DIRECT Courses

DIRECT begins with a foundational two-course sequence designed to prepare students for their interdisciplinary projects. These courses were newly designed for DIRECT trainees.

Scientists, engineers, and other technical professionals require skills in computing and data analysis to do their jobs. We refer to these as data science skills.

These two courses teaches graduate students the software engineering skills to do research in data science fields and to be successful technical professionals in the 21st Century. In particular, this course teaches how to approach computational research with reproducibility in mind: to create sharable and reusable research projects that incorporate both computation and data. The courses also provide students with a survey of machine learning methods including supervised and unsupervised methods.

 

Software Engineering for Molecular Data Scientists (ChemE 546)
Students will learn the following skills:

  • Developing software in a way that it can be used by others, including documentation, installing packages, automating setup, and running computational studies.
  • Creating technical specifications for what a program should do (its use cases) and how this is accomplished (software design).
  • Creating, updating, and sharing a project using version control (specifically GitHub) for collaborative software development.
  • Programming using the Python scientific stack, including numpy, pandas, and matplotlib.
  • Developing unit tests that validate important aspects of the project implementation, and, more broadly, using test-driven development to build software.
  • Searching, evaluating, and integrating into a project an externally developed Python packages as well as creating your own Python packages.

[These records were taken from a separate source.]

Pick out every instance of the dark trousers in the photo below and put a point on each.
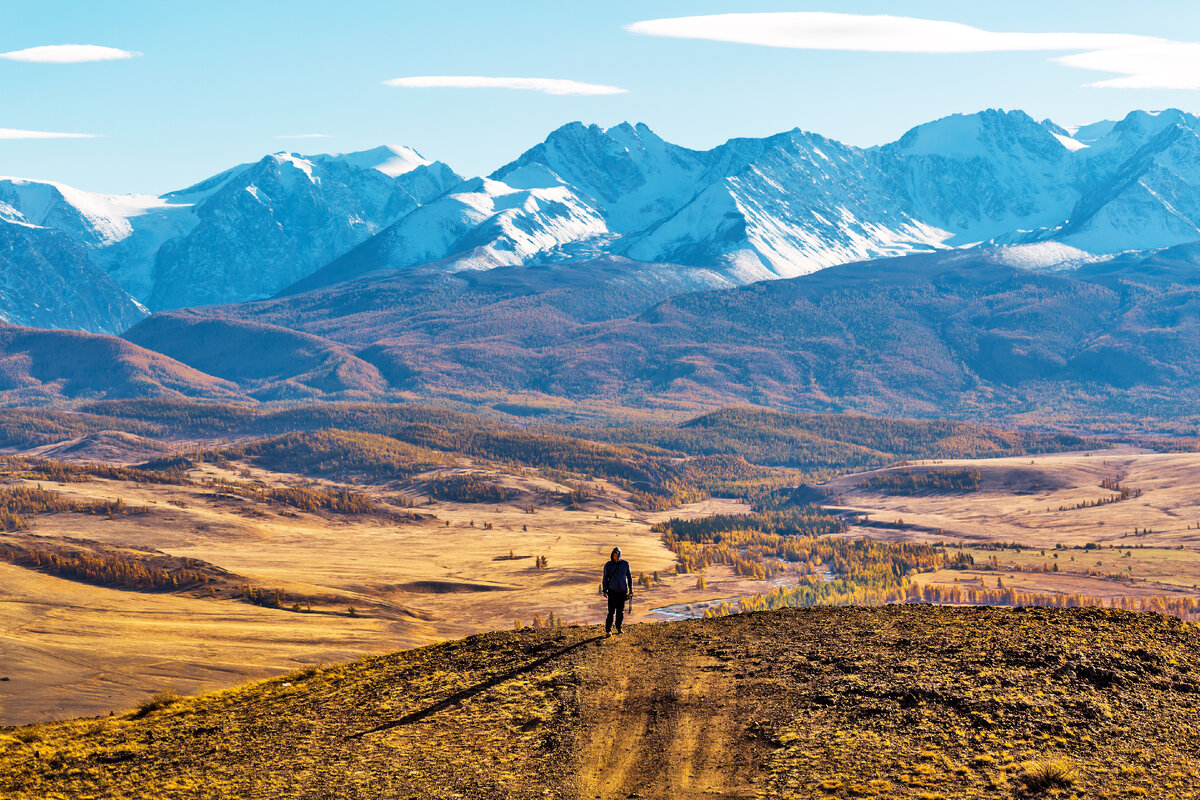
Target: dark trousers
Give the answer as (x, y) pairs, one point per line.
(616, 606)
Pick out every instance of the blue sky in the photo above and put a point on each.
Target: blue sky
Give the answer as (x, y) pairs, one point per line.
(219, 83)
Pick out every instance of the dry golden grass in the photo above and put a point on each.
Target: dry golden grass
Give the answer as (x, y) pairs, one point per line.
(910, 702)
(72, 648)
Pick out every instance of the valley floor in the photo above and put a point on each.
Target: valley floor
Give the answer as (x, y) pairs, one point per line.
(893, 702)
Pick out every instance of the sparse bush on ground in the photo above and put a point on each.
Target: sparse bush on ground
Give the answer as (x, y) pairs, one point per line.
(159, 701)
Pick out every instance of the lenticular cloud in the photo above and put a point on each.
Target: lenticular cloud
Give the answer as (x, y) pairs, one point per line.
(546, 85)
(69, 54)
(1143, 61)
(16, 133)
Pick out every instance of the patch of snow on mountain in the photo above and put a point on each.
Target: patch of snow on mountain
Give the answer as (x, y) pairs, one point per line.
(390, 160)
(1069, 143)
(1043, 257)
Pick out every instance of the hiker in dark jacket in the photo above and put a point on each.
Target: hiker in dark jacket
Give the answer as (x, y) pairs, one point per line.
(617, 587)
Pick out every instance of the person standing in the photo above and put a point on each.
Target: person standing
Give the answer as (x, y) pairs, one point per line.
(617, 587)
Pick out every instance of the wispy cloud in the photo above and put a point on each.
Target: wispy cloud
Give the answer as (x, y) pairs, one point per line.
(69, 54)
(1144, 61)
(1165, 65)
(547, 85)
(15, 133)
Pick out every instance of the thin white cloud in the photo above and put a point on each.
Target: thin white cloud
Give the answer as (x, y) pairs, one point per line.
(69, 54)
(1167, 65)
(1143, 61)
(547, 85)
(15, 133)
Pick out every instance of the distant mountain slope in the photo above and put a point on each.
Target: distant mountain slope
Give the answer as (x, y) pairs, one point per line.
(745, 210)
(47, 280)
(958, 332)
(274, 222)
(267, 361)
(243, 234)
(39, 366)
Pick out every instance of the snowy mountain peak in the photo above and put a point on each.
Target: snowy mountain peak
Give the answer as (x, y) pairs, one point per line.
(1146, 125)
(390, 160)
(967, 136)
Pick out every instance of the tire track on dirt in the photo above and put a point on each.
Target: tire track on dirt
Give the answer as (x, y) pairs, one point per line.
(660, 719)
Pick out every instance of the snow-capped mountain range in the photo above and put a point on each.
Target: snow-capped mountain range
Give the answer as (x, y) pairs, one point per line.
(747, 210)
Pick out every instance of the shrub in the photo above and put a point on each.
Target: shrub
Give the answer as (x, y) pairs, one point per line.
(160, 699)
(1047, 774)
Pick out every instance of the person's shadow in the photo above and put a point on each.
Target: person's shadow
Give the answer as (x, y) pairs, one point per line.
(471, 691)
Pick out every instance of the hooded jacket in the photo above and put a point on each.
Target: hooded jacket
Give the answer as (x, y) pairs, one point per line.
(617, 577)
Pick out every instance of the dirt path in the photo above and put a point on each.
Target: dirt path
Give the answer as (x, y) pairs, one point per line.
(660, 719)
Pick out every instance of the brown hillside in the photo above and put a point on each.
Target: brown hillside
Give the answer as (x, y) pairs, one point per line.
(888, 702)
(39, 365)
(270, 362)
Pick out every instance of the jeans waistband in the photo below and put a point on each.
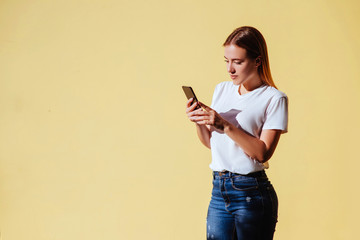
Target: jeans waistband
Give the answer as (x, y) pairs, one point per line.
(227, 174)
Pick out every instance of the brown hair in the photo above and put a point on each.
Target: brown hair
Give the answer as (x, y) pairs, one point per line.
(253, 41)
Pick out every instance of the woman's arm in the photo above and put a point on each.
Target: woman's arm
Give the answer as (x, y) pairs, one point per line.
(202, 130)
(260, 149)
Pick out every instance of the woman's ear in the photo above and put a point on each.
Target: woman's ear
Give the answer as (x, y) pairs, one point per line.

Data Science Methods for Clean Energy Research (ChemE 545)
Students will learn the following skills:

  • Basic overview of statistical reasoning and methods including distributions, hypothesis testing and error analysis for multiple data types
  • Basic introduction to data visualization methods
  • Introduction to a wide range of machine learning methods with direct applications for problems in the design, synthesis and characterization of materials for clean energy.
  • Hands on experience with the use of the Python library scikit learn to apply ML methods on real world data sets related to design of materials for energy storage and conversion
  • Basic introduction to data management strategies

The courses emphasize a hands-on learning approach in which class time is often used for problem solving in small groups. The first 7 weeks will teach the skills described above. The remaining three weeks are devoted to the group class project, creating a computational research project designed and executed by student teams in DIRECT.

  • Using the shell (command line): http://swcarpentry.github.io/shell-novice/
  • General Python overview: http://swcarpentry.github.io/python-novice-inflammation/

 

Data Science Option

Thanks to DIRECT, the Data Science Option is now available in select departments. The Science Option is the mechanism by which students get credit on their transcripts for their focus on data science within their majors.